For Gen7, we should use the formulas in the bspec to set the HiZ buffer size. For Gen6, we may need to do some research to figure out the correct formulas, because on Gen6 we are still using X/Y offsets to manually select which part of the miptree to render to, and our notion of the miptree layout may not match that used by the hardware.
Gen7 should get fixed first, because there the required fixes will be less intrusive than in Gen6.
For reference, the discussion of the correct size for the HiZ buffer is located on page [3D-Media-GPGPU Engine > 3D Pipeline Stages > Pixel > Depth and Stencil > Hierarchical Depth Buffer]. To understand the discussion, [Memory Views > Common Surface Formats > Surface Layout] is a prerequisite.
On Gen7, the root cause of this waste of memory is that Mesa re-uses ``struct intel_mipmap_tree`` and to hold the HiZ buffer's layout (even though the HiZ buffer isn't a true miptree) and inappropriately re-uses the vanilla miptree constructors to determine the HiZ buffer's size. On Gen6, the issue is more complex, so let's focus on solving Gen7 first.
There is an additional undesired consequence of re-using ``struct intel_mipmap_tree`` to hold the HiZ buffer, though this consequence causes no bugs. The struct contains many fields that are completely irrelevant and meaningless to HiZ, such as ``format``, which we set to the same format as parent depth buffer; and the layout fields, which are never used on Gen7. Because we construct the HiZ miptree with the vanilla miptree constructors, we set many of these fields to arbitrary values, and other fields lie unused.
I propose the below approach to fixing the memory waste. Paul and Jordan, what do you think of this plan?
By the way, Ben is expressing interest in picking up a low-priority, straightforward Mesa task close to the metal, so I suggested this. I believe the Gen7 fixes fit his criteria, though the Gen6 fixes may not.
Proposed Fixes for Gen7
1. Create a new type, ``struct intel_hiz_buffer``, that initially is identical to ``struct intel_mipmap_tree``. Change the type of ``intel_mipmap_tree::hiz_mt`` to this new type. Initially, intel_hiz_buffer_create() should replicate the current behavior of intel_miptree_alloc_hiz().
2. Fix intel_hiz_buffer to allocate a correctly sized HiZ buffer on Gen7.
3. Delete all unused or irrelevant fields in intel_hiz_buffer.
4. Since we now have a separate type for the HiZ buffer, do some related clean-ups in intel_mipmap_tree.c ...

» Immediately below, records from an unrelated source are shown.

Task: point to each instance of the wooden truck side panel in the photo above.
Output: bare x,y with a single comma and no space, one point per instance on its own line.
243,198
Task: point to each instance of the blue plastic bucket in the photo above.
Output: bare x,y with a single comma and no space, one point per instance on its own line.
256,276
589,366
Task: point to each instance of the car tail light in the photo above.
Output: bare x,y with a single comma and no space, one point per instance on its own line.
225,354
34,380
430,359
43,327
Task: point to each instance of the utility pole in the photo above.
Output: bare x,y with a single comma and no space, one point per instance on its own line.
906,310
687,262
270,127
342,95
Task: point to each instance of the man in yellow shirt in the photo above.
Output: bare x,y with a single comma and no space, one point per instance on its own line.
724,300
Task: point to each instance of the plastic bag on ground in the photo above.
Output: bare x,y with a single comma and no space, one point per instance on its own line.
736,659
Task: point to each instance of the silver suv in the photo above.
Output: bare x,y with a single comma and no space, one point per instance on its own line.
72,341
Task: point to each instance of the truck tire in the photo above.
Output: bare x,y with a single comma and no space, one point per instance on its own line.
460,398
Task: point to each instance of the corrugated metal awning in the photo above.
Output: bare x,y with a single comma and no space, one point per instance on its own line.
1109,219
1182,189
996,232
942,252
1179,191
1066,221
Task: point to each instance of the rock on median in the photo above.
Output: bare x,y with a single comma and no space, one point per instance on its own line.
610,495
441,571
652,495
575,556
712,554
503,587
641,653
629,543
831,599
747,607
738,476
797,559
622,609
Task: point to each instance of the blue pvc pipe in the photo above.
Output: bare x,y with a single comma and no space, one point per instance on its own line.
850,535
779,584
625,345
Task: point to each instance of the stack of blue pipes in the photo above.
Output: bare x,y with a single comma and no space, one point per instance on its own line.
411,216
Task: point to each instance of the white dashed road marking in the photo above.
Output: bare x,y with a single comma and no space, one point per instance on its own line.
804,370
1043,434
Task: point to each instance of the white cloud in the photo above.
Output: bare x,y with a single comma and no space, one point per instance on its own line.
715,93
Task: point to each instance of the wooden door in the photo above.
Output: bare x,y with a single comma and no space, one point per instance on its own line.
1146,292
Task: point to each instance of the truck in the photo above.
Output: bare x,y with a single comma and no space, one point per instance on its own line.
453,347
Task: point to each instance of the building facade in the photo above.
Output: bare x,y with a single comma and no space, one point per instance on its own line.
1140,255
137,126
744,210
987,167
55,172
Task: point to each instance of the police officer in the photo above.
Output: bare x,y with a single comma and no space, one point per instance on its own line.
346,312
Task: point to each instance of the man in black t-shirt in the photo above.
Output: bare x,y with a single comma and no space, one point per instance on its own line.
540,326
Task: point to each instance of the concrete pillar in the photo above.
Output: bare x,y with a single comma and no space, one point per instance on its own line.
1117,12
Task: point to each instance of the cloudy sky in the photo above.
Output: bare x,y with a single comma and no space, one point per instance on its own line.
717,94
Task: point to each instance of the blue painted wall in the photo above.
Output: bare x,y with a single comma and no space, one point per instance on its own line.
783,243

4a. The layout data in ``struct intel_mipmap_slice::x/y_offset`` is used only for Gen6, so let's not initialize that data on Gen7.

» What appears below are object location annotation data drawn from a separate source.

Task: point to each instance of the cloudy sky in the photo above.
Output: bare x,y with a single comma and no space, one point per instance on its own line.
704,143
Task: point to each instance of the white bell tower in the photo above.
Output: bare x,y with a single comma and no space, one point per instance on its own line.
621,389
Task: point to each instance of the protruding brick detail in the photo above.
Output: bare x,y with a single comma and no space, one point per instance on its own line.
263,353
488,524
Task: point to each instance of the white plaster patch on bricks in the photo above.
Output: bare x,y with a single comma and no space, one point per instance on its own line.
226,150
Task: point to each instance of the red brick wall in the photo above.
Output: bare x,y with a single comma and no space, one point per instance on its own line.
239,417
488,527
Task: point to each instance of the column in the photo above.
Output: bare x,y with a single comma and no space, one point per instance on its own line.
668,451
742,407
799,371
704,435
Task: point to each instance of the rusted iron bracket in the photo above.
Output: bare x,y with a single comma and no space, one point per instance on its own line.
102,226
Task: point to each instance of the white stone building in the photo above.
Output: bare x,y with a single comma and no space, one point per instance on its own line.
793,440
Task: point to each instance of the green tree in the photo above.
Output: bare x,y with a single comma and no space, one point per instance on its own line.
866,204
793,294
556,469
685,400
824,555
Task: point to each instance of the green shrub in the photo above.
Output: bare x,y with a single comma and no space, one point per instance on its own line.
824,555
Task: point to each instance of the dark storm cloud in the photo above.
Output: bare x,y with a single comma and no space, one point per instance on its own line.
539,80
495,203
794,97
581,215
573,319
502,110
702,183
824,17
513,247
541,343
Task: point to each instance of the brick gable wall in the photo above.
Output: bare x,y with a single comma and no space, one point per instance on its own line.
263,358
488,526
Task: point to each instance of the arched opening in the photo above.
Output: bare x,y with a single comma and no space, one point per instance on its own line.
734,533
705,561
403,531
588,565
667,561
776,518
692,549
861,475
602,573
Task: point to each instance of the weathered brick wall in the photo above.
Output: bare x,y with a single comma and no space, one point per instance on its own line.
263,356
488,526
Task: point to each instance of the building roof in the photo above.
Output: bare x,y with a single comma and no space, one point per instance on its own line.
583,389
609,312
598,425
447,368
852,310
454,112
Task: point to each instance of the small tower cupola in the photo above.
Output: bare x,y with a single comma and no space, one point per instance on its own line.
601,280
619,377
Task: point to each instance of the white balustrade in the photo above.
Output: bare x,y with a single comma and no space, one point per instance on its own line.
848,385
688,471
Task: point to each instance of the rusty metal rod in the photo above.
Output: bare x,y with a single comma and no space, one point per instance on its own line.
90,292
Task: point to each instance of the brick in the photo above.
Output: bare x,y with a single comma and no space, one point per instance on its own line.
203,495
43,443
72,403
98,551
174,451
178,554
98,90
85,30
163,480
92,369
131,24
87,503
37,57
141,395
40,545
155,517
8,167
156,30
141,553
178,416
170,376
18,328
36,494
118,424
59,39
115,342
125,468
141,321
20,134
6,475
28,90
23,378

4b. Move intel_mipmap_tree::hiz_map into intel intel_hiz_buffer.
5. Validate on Ivybridge and Haswell, especially Haswell because it's more sensitive to HiZ hangs than Ivybridge.
My "i965/gen7+ HiZ cleanup + gen8 hiz improvements"
series may help with this, but I did not test the hiz
buffer sizes. (I am trying to use the formulas in the
docs to size the hiz buffers though.)
Since you're updating this one...
for posterity, here was the last spin I did on a quick search:
I tested the hiz buffer size allocated for this piglit command:
bin/depthstencil-render-miplevels 1024 d=z24
When using patches 1-5 of my bwd-aux-hiz branch in
For gen7 and gen8:
This seems to match Paul's comment that it is roughly 8
times larger than necessary.
Fixed upstream in Mesa.